Many of their dogs come from rural shelters, she said, and often haven’t had any veterinary care. That means medical bills can be costly for dogs that often have heartworms and other health issues.
Ailsa Conolly, co-chair of the event and vice president of the school’s DECA club, Zach, and more than 20 other members of the DECA club also sought funding through event sponsorships, direct donations and a silent auction.
Zach has volunteered for Saving Grace for four years, and the first walk was held after DECA members visited the Wake Forest-based organization and saw the dogs being walked and socialized by volunteers.

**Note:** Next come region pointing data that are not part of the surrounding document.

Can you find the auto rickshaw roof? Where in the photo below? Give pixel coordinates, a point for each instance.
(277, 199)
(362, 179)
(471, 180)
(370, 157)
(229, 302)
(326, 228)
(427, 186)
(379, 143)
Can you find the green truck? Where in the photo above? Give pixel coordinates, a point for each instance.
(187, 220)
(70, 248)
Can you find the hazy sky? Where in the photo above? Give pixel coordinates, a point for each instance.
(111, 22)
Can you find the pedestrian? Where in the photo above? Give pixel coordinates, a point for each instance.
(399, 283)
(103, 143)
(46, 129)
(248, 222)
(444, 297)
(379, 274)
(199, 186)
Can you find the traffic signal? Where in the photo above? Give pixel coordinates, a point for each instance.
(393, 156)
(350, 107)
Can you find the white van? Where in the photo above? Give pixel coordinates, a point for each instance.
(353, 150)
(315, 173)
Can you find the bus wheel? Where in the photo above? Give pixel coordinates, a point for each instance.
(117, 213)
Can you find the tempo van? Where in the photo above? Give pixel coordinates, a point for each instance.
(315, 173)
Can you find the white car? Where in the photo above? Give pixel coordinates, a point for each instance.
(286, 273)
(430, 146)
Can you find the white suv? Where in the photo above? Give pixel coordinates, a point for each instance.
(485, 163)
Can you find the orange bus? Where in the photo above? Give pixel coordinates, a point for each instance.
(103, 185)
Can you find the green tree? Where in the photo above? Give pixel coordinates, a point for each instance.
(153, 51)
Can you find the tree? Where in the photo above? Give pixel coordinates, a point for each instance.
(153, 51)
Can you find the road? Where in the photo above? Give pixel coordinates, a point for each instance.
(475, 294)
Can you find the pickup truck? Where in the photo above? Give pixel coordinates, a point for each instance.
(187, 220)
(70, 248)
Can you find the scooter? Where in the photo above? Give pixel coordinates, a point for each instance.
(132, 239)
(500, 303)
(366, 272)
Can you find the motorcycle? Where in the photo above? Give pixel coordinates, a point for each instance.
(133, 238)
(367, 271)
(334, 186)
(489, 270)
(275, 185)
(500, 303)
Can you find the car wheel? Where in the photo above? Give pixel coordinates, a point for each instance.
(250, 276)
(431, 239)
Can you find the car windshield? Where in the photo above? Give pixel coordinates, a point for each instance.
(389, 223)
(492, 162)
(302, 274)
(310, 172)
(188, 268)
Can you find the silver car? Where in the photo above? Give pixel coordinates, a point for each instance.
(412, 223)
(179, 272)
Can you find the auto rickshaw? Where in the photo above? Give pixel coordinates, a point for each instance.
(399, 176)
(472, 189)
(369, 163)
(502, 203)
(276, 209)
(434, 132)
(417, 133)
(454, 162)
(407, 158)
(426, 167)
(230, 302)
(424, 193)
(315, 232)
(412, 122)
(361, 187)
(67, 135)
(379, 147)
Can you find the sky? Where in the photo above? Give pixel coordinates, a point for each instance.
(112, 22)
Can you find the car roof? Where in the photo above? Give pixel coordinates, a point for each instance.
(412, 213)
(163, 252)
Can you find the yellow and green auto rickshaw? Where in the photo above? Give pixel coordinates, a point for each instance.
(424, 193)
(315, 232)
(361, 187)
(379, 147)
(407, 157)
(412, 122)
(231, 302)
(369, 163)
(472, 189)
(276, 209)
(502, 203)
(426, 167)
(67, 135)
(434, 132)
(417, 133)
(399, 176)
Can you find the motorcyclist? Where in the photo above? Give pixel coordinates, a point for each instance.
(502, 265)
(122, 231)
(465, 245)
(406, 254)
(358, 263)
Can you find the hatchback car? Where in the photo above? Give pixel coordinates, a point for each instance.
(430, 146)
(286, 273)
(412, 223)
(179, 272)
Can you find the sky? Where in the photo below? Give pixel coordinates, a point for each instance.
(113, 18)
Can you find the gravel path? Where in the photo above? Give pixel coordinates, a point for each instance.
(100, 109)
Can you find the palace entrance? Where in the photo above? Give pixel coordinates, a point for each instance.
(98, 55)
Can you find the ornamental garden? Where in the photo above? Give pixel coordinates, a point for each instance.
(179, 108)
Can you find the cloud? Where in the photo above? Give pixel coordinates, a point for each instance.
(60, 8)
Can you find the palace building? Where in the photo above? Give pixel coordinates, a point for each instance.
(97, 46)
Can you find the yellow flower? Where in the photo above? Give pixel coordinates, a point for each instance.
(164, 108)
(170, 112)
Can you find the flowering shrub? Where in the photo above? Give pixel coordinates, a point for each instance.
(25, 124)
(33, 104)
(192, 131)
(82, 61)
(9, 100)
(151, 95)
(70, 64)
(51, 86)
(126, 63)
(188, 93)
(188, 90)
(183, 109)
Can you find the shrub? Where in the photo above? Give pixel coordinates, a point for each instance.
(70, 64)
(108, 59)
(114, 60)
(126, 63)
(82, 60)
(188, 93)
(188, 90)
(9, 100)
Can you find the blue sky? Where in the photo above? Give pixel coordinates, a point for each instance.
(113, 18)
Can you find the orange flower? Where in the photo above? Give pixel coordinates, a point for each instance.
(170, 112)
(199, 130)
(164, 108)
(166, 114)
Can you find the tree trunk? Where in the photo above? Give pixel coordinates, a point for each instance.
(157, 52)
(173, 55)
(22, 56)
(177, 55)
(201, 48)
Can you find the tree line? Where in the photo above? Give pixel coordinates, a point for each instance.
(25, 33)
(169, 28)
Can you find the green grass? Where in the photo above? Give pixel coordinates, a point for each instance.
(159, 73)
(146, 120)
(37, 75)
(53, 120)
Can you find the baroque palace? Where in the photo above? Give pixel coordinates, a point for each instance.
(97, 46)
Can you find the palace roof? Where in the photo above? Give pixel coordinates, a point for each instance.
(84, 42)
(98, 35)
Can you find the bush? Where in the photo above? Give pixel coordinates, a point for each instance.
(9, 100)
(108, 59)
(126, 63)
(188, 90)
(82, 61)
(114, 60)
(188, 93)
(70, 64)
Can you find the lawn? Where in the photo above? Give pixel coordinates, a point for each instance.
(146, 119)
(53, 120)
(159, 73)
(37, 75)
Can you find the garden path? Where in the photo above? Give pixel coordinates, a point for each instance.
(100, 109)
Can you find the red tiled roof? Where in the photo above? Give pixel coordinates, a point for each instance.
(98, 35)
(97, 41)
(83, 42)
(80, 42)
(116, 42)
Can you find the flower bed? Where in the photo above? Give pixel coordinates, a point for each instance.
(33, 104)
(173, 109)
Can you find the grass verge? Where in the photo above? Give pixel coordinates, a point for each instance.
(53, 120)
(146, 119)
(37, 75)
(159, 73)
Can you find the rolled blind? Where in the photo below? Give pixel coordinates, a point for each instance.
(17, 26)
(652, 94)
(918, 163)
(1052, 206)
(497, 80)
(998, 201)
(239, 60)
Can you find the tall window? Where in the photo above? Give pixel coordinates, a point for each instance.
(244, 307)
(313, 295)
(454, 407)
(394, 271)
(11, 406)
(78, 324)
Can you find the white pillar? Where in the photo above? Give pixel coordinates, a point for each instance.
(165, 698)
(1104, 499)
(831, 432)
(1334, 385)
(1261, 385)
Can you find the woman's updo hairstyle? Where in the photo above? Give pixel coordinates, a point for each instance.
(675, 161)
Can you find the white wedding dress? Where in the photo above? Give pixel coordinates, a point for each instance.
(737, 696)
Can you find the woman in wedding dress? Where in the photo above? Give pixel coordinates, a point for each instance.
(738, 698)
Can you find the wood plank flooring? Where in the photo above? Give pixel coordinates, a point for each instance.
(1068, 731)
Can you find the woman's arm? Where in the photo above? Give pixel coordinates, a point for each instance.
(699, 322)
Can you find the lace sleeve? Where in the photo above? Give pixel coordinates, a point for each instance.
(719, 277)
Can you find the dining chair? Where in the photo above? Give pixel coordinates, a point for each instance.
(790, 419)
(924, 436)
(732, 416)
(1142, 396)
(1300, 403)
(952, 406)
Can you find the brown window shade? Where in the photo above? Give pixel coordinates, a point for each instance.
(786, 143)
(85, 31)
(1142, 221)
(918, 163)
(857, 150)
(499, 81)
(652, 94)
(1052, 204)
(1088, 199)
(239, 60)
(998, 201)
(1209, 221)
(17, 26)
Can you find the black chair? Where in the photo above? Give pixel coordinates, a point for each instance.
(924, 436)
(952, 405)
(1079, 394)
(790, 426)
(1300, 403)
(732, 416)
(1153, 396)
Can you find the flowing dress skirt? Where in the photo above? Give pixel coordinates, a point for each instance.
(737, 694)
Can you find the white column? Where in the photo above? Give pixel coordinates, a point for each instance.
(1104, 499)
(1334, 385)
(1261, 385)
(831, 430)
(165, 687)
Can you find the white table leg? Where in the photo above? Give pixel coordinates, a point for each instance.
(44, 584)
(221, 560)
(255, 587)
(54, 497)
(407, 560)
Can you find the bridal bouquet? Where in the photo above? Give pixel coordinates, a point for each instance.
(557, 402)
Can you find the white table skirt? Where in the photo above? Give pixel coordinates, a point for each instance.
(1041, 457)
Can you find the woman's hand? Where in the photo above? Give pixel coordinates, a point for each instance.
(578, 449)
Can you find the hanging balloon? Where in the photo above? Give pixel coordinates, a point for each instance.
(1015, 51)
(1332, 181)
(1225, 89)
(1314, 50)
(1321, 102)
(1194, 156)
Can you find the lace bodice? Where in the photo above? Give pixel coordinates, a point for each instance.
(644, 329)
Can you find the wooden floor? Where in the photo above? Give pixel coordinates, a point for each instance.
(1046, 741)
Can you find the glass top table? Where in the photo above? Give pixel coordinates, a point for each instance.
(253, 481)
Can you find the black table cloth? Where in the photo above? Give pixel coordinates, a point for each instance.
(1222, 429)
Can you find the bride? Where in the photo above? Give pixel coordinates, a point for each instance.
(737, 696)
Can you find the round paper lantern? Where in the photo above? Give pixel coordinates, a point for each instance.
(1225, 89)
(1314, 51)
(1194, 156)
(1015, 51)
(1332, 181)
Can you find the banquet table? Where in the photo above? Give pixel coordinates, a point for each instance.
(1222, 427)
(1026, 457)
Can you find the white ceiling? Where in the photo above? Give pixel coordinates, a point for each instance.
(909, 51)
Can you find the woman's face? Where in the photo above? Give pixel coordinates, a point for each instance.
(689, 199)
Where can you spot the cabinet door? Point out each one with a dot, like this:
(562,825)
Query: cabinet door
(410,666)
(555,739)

This year, Zach said, club members successfully ramped up marketing and outreach.
“We worked smarter,” he said.
The experience gave the students the opportunity to pitch to and work with businesses, better understand the logistics and the importance of marketing and organizing, and the pride of raising money for a community organization that they believe in.
It’s stressful, Zach said, but rewarding.
One of the biggest challenges, he said, was balancing school work and a community research project.
“It was hard,” Zach said, but it did help him to hone yet another business skill: “time management.”